Gallup’s national October poll showed 85% of registered voters said “the economy,” including “inflation,” is extremely or very important to their midterm vote Tuesday. It is the top issue for Republican and Independent voters, but only a mid-tier issue for Democrats, who rank “climate change” 40 points higher as a concern than Republicans.
According to the survey, Democrats’ top three most important issues are: abortion, climate change, and gun policy. For Republicans the top three are: the economy, immigration, and crime. For Independents: the economy, abortion, and crime. All these priorities are pretty easily guessed based upon partisan mailers, texts, door hangars, emails, and ads.
The Petroleum Alliance of Oklahoma remains focused on policies impacting the economic viability of our industry and its benefit to consumers, the state, our nation, and our allies overseas.
Roughly 4% of U.S. households, mostly located in New England, burn a time-tested, diesel-like heating oil to keep warm. The region is easy to find on a color-coded congressional district map because it is a big, blue blotch that directly corresponds to the U.S. Department of Energy’s PADD1A district map.
For years, the industry has warned blue-state policymakers that bureaucratic red tape, pipeline cancellations, refinery closings, capital constraints, climate fearmongering, and open hostility toward hydrocarbons would have negative consequences. They didn’t listen.
Home heating oil and diesel shortages are impacting New England and the Central Atlantic energy districts now with refineries running flat out in an attempt to ease the pain.
The elites these blue-state households send to Washington, D.C., and elect to lead their states are the same climate fearmongers who oppose pipelines to bring abundant, clean-burning Appalachian natural gas to their constituents’ furnaces.
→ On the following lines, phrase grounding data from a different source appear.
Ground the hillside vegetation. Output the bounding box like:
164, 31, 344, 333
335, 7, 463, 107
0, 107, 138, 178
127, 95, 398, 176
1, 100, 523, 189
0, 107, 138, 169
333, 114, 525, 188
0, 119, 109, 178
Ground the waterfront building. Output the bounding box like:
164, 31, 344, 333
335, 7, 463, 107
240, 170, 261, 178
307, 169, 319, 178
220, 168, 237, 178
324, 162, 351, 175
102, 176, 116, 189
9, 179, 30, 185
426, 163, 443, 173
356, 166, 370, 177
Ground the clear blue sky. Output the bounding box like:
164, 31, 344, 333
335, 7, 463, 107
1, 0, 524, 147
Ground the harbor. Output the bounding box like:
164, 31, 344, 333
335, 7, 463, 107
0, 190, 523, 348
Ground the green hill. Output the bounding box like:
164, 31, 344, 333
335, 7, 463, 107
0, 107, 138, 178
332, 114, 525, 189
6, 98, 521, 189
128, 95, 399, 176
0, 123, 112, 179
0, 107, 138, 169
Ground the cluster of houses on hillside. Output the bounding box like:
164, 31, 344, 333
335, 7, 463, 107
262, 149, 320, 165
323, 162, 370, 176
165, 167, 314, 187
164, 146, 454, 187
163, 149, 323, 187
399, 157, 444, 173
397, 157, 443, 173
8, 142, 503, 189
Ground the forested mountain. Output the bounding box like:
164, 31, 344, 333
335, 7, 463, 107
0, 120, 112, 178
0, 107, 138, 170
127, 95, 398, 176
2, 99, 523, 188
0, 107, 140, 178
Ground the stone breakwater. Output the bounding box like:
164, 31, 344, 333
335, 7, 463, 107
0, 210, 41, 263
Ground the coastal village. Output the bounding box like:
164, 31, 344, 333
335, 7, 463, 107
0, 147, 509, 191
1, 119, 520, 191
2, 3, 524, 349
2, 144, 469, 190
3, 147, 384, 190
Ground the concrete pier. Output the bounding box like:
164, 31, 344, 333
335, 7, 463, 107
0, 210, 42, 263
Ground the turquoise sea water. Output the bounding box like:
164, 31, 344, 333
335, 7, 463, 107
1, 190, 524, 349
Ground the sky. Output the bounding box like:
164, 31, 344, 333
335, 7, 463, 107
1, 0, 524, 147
Ignoring that the U.S. leads the world in greenhouse gas emissions reductions thanks to the switch from coal to natural gas for power generation, they vote to cut drilling capital by raising oil and natural gas taxes and choking off investment capital. They double down with policies that will result in the plugging of marginally economic stripper wells, removing roughly 7.4% of U.S. oil and 8.4% of its natural gas production.
They attack the men and women of the U.S. oil and natural gas industry and pretend to fight climate change because their donor base’s renewable investments need it. For 20 years they have rejected the miracle of the U.S. shale revolution only to import Russian natural gas by LNG tanker into Boston-area terminals – natural gas with life-cycle emissions roughly 40% higher than U.S. natural gas from nearby Pennsylvania or West Virginia.
According to the EIA, the average price for residential heating oil in New England was $5.80 per gallon last week and $5.96 per gallon in Central Atlantic states including New York (where hydraulic fracturing is banned) – up roughly 42% over the same time last year.
Meanwhile, based on NOAA’s most recent forecast, EIA’s winter fuels outlook assumes that winter 2022-23 will be “slightly colder than both last winter and the average winter for the previous 10 winters.”
So with more than 100 executive branch actions to curb U.S. oil and natural gas production and a wrong-headed climate law hawked as inflation reduction, the Biden administration and its congressional Democrat allies continue marching low-income and working-class families off a cliff.
They beg for more oil from snickering dictators, terror sponsors, princes, and thugs instead of looking to their own U.S. industry. They call for an end to exports, more tax increases, price controls, higher heating oil subsidies, and a Marxist nationalization of the industry. They create diesel shortages and drain the Strategic Petroleum Reserve.
Bad policies are bad politics. We’re in for a more expensive winter. Throw the bums out.
— Brook A. Simmons is president of The Petroleum Alliance of Oklahoma.